Posted November 18, 2019
We have seen the beautiful affirmation of Christ’s love for us. We have heard Christ’s exhortation to abide or continue in his love. We now come to the most controversial aspect of the text, for Jesus connects our abiding in Christ’s love to the keeping of his commandments in verse 10—“If ye keep my commandments, ye shall abide in my love” (v. 10). On the face of it, Jesus seems to be teaching conditional salvation or (at the very least) conditional experience of salvation. Does Christ’s use of the word “if” indicate a condition that we must fulfill in order to abide in his love?
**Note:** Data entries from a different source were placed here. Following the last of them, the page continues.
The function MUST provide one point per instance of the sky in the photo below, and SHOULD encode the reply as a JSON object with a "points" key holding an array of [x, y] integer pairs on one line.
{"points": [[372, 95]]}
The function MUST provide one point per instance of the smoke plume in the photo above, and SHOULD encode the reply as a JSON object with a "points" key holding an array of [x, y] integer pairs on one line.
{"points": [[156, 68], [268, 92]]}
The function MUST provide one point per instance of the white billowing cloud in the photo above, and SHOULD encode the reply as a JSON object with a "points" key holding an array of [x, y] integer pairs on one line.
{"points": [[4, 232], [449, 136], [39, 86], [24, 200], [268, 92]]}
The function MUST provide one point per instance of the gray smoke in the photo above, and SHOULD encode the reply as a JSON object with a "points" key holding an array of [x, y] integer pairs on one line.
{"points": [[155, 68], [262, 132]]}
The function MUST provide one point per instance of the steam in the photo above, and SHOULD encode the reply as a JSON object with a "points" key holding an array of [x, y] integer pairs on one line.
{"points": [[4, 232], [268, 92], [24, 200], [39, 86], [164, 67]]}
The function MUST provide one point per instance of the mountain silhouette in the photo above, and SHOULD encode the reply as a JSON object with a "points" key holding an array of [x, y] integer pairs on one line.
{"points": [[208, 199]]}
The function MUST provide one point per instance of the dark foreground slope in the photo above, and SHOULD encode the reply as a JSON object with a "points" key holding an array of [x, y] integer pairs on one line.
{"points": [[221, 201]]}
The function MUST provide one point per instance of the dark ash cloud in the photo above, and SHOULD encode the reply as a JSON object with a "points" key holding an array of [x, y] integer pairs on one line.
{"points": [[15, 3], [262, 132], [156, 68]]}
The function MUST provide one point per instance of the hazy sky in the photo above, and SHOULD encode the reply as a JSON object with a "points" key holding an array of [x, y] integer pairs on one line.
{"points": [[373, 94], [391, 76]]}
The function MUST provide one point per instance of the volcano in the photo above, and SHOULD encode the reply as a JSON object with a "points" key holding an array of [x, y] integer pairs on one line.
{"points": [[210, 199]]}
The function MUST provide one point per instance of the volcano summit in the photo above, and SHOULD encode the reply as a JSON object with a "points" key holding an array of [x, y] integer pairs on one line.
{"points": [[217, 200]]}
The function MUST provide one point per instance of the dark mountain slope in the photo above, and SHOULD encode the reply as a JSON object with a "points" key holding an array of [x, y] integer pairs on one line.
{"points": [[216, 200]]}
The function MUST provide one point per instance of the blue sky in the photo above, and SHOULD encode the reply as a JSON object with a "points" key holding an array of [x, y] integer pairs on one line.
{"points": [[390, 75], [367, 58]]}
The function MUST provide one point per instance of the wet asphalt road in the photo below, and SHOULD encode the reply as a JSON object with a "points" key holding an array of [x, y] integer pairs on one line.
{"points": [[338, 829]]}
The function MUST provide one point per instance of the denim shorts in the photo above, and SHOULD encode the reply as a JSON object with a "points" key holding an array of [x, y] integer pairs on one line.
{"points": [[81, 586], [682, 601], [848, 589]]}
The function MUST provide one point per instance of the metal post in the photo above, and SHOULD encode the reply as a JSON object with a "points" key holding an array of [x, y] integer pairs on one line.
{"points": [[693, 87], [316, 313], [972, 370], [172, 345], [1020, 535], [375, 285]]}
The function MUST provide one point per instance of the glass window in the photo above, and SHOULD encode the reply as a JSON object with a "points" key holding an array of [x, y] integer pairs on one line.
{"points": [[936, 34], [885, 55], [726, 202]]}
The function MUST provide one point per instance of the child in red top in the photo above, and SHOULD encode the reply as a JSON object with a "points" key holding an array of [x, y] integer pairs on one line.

We must understand what a condition is. A condition is something we must do upon which the obtaining of something else depends. If Jesus meant that our abiding in his love is conditioned on our obedience, he would have said, “Your abiding in my love depends on your obedience to my commandments.” Furthermore, although the grammar of the sentence is in the form of a condition—“if”—the meaning of the sentence is not a condition. Sometimes, “if” is not conditional, but evidentiary or it serves to identify those to whom the promise pertains. In other words, “if” does not express a condition, but proves the evidence of something. How are those to be identified who abide in Christ’s love: they keep his commandments! They—and only they—abide in Christ’s love. The deliberately disobedient do not abide in Christ’s love. There are evidentiary “if sentences” in the Bible: “Ye are my friends if ye do whatsoever I command you” (v. 14). The thrust of these words is this: “You prove yourselves to be my friends by doing what I say” or “Your obedience is the proof that you are my friends, but not the condition for being, becoming, or remaining such.”